Девочки отлично справились с заданием. Другая комната оказалась чем-то вроде гостиной – с двумя креслами, обитыми дорогими тканями цвета деревенской сметаны, маленьким диванчиком, большим красивым столом почти белого дерева, большими светлыми книжными шкафами с застекленными дверцами, за которыми частокол книжных корешков радовал глаз. Корявая обнаружила там кружевную салфетку, покрывавшую маленькую этажерку, тоже заполненную книгами, принесла на кухню и постелила посередине стола. Потом отыскала вазочку и водрузила посередине, рвалась в огород нарвать букетик, но она ее пока не пустила.
С печкой она провозилась долго. Когда-то давно, когда Каланча была совсем маленькой, она ездила к бабушке своего отца на поезде, далеко-далеко, и жила у нее целое лето. У бабушки была печка, похожая на эту, но к тому времени, когда Каланча просыпалась, печка уже была растоплена, и на ней томилась ароматная горячая каша – пшённая, ее любимая, с курагой.
Какое-то время помучилась с углем и дровами, закоптилась, запачкалась, почертыхалась, но справилась. Печка загудела, согрелась, стала распространять сперва еле уловимое тепло. Закопчённый чайник и чугунок нашлись в темном углу, в сенях обнаружились и другие запасы – крупы, постного масла. Пшено она принесла с собой. Пока чайник нагревается, она вместе с девочками разберется с сервировкой.
Посуда есть, соль она отыскала с трудом, сахар тоже притаился в самом углу шкафа. Надо проверить Очкарика, как он там. Заснул, но очень горячий. Проснется, нужно будет посмотреть его ногу. Не дай бог, заражение. У нее были с собой какие-то лекарства, но кто ж его знает, для чего они, от какой хвори. В лекарствах она не очень разбиралась, в детстве мало болела, а в спорте – только ушибы да травмы.
Толстый вернулся с огорода с кучей яблок, укутанных в его растянутую темно-синюю толстовку. Яблоки оказались кисловатыми, но ароматными. Просто так есть слишком кисло, но в каше, может, будет и ничего, корицу она тоже взяла с собой.

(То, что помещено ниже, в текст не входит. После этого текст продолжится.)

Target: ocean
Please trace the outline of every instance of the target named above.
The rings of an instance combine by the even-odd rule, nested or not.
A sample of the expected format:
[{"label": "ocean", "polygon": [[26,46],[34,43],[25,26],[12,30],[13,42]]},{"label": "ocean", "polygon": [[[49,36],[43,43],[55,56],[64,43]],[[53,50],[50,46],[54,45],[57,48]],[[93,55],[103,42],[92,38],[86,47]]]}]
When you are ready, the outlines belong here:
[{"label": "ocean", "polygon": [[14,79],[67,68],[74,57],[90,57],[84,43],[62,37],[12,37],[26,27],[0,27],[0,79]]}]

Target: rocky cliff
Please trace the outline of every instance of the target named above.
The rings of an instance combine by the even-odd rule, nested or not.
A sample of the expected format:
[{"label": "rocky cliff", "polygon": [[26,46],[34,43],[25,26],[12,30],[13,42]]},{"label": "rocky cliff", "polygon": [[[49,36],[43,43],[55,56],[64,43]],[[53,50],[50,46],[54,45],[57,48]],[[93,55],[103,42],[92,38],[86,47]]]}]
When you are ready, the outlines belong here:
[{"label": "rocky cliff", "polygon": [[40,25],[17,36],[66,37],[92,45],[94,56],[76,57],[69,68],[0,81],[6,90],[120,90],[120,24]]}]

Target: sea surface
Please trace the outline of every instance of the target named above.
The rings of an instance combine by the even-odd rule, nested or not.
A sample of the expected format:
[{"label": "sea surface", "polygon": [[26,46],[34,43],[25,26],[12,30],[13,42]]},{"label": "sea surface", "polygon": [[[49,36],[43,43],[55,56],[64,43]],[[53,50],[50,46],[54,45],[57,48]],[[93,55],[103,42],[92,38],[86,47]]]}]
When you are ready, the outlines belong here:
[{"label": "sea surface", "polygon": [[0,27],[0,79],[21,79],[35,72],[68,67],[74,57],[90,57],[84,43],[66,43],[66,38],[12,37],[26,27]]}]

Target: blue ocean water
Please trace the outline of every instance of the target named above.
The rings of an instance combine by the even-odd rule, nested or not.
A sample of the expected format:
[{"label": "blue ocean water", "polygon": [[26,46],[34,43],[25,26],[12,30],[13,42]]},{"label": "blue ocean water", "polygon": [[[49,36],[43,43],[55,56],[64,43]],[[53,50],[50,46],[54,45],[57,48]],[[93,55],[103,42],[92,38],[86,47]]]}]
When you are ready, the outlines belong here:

– Дерево тряс или так срывал?
– Потряс немного, но они и без этого валятся. Я немного падалицы подобрал, которые почище. Вообще-то их по-хорошему все собрать надо: какие в подпол положить, какие отобрать, засушить или варенье сварить. Чего добру пропадать?
– И то верно. Сейчас перекусим и пойдем картошку накопаем. Ее тоже всю нужно собрать – и в подпол. И морковь с луком, да и остальное, что растет, тоже стоит выкопать, все пригодится. Девочки, накрываем на стол. Чай я сейчас заварю, каше нужно еще минут пятнадцать постоять, а я пошла будить мальчиков.
Псих уже проснулся, хмуро лежал в коконе и шептал свои цифры, как монах молитвы.
Она высвободила его из платка.
– Вставай, иди умывайся, завтракать пора. Я Очкарика разбужу.
Очкарик просыпаться не хотел, идея завтрака его совсем не прельщала, глаза у него были мутными. С трудом уговорила его дать осмотреть ногу. Она покраснела вокруг царапины и припухла, но не сказать, чтобы слишком сильно. Может, просто простыл? Дать жаропонижающее, поискать мед?
Кухня заметно согрелась, ребята раскраснелись, Заика, Толстый и Корявая хрустели яблоками, гримасничая от кислоты. Псих раскачивался у умывальника.
– Что ты не умываешься? Давай.
– Я хочу в туалет, но тут нет унитаза, как я схожу в туалет?
– Пойдем, я покажу тебе где.
После продолжительной борьбы и безрезультатных уговоров сходить в дырку она сдалась, показав, где можно пописать за сараем. Рассказала, как ходить по-большому на совок, а потом вываливать это в выгребную яму.